Sunday Night at 10
- Genre: Big band music
- Running time: Sundays, 10:00pm-11:00pm
- Country of origin: United Kingdom
- Language: English
- Home station: BBC Radio 2
- Starring: Malcolm Laycock (1995–2009) Clare Teal (2009-13)
- Produced by: Bob McDowall Caroline Snook
- Original release: 19 April 1995 – 29 September 2013
- Audio format: FM and Digital radio and online

= Sunday Night at 10 =

Sunday Night At 10, also known as The Age of Swing, is a weekly hour long programme on BBC Radio 2 in the United Kingdom. Aired on Sunday evenings at 10pm, it featured big band music from the late 1930s and early 1940s through to the present day. Presented by jazz singer Clare Teal it regularly drew a weekly listening audience of 360,000. The programme was subsumed into a two-hour show after its content was merged with that of Big Band Special in September 2013.

==Show format==

The programme began shortly after the conclusion of the news at 10:00pm. Clare Teal outlined some of the artists who would be featured on that particular evening. The show often had a theme running through it by which many of the songs played were connected. The details of each song, such as composer, album on which it was available, etc., were given after it had been played and the information placed on the show's website after Sunday Night at 10 had finished. The show generally ended with the presenter reading out a list of big band concerts which would be held at venues around the United Kingdom during the coming week, after which the show concluded and handed over for the 11:00pm news. The edition was then available on the BBC website to be listened to again for the following seven days.

==History==

The programme began in 1998 and based its format on the long-running Dance Band Days presented by Alan Dell. Following Dell's death Malcolm Laycock began to present the show on Sunday evenings, and for many years it featured a mixture of music from British dance bands of the 20s and 30s and from the big band era.

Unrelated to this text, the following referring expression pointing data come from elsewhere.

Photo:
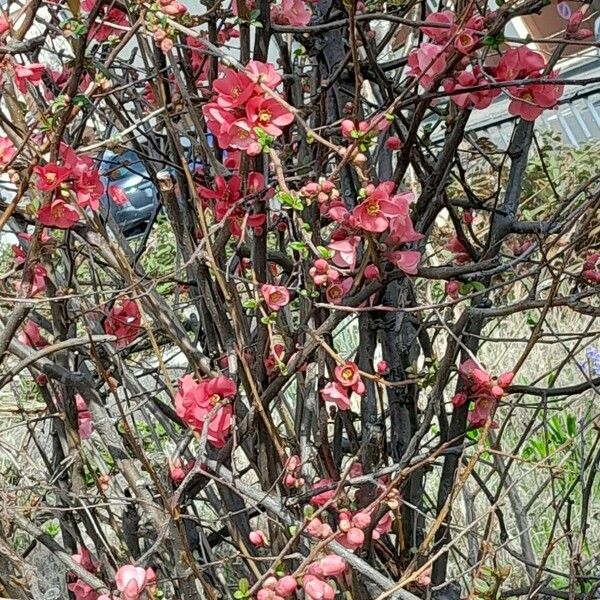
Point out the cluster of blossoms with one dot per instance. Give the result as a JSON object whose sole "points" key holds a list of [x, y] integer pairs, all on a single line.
{"points": [[430, 60], [197, 402], [483, 390], [243, 113], [111, 21], [74, 180], [591, 268], [347, 380], [131, 581], [124, 321], [381, 212], [351, 524], [226, 201]]}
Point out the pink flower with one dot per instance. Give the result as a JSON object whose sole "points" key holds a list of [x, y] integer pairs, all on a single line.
{"points": [[130, 581], [332, 565], [347, 374], [89, 189], [234, 89], [263, 73], [31, 73], [31, 336], [316, 589], [117, 195], [405, 260], [276, 296], [194, 403], [124, 321], [445, 26], [465, 41], [58, 214], [452, 289], [427, 62], [323, 497], [50, 176], [7, 151], [393, 143], [337, 394], [268, 114], [286, 586], [372, 272], [258, 538], [459, 399], [82, 591], [362, 520]]}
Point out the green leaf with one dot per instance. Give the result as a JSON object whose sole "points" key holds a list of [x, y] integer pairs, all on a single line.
{"points": [[243, 585]]}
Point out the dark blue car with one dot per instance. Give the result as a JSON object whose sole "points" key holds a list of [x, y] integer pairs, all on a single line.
{"points": [[126, 171]]}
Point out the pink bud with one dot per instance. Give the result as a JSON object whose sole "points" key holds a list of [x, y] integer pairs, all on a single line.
{"points": [[361, 520], [286, 586], [258, 538], [393, 143], [372, 272], [452, 289], [332, 565], [382, 367], [459, 399], [355, 537]]}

The first half of the show was usually dedicated to the British dance bands of artists such as Jack Hylton and Geraldo, while the second half would feature the music of bandleaders such as Glenn Miller and Tommy Dorsey. In addition, the show would feature interviews with occasional guests from the big band genre and a "Mystery Disc" where a piece of music would be played and listeners would be asked to guess the identity of a mystery artist. It would conclude with Laycock reading out a list of big band concerts taking place around the United Kingdom.

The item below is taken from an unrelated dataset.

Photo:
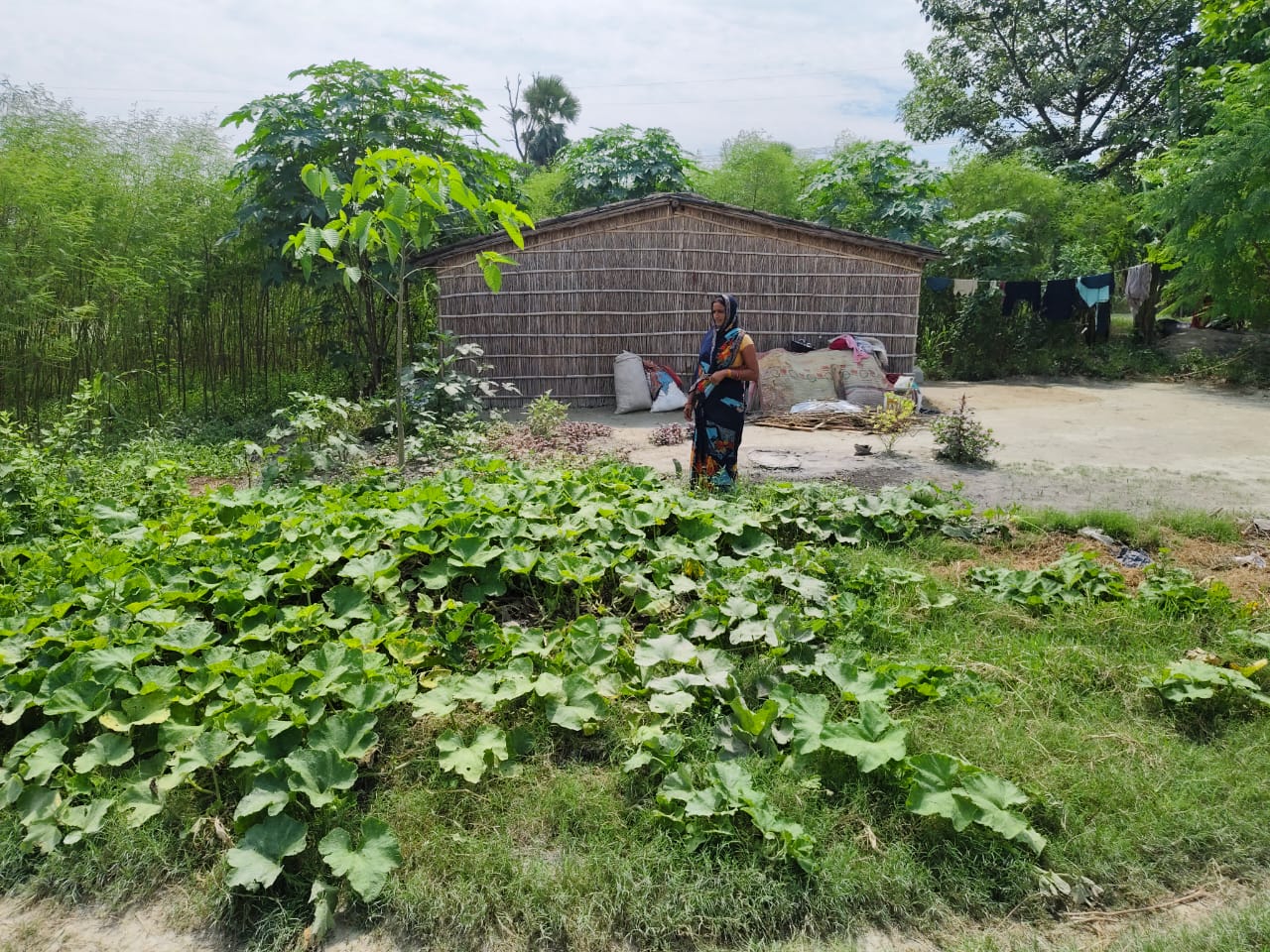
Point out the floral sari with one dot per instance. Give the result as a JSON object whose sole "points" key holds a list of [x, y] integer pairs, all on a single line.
{"points": [[719, 409]]}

In November 2008 the show's format was altered, switching the focus to mostly big band music, though it continued to close with the concert announcements. The decision to alter the show led to complaints from some listeners who believed Radio 2 was turning its back on its older audience.

In July 2009 Laycock announced his departure from the station. He had been due to take a four-week holiday, but instead took the impromptu decision to leave after failing to negotiate a new contract. His announcement took his bosses by surprise. He presented his final edition of Sunday Night At 10 on 26 July 2009. His sudden departure prompted outraged listeners to write to Radio 2 controller Bob Shennan and even their local MPs in an attempt to bring him back. Shennan later said that he had tried to persuade Laycock not to resign, but without success. Laycock went on to claim in a newspaper interview that he had been constructively dismissed by Radio 2. The BBC denied this and said his departure had occurred because they were unable to meet his demand for a 60 per cent pay rise.

Clare Teal took over the show from the following Sunday, 2 August. The BBC said that the programme would continue, while Bob Shennan said that it would not be scrapped. Teal presented the programme until September 2013, after which it was merged with Big Band Special (also presented by Teal), creating a two-hour show airing on Sunday evenings from 9–11pm. This programme was also fronted by Teal.

British dance band music made a return to the show from November 2009, albeit not to the same extent as previously. An entire show was also dedicated to the genre in December 2009.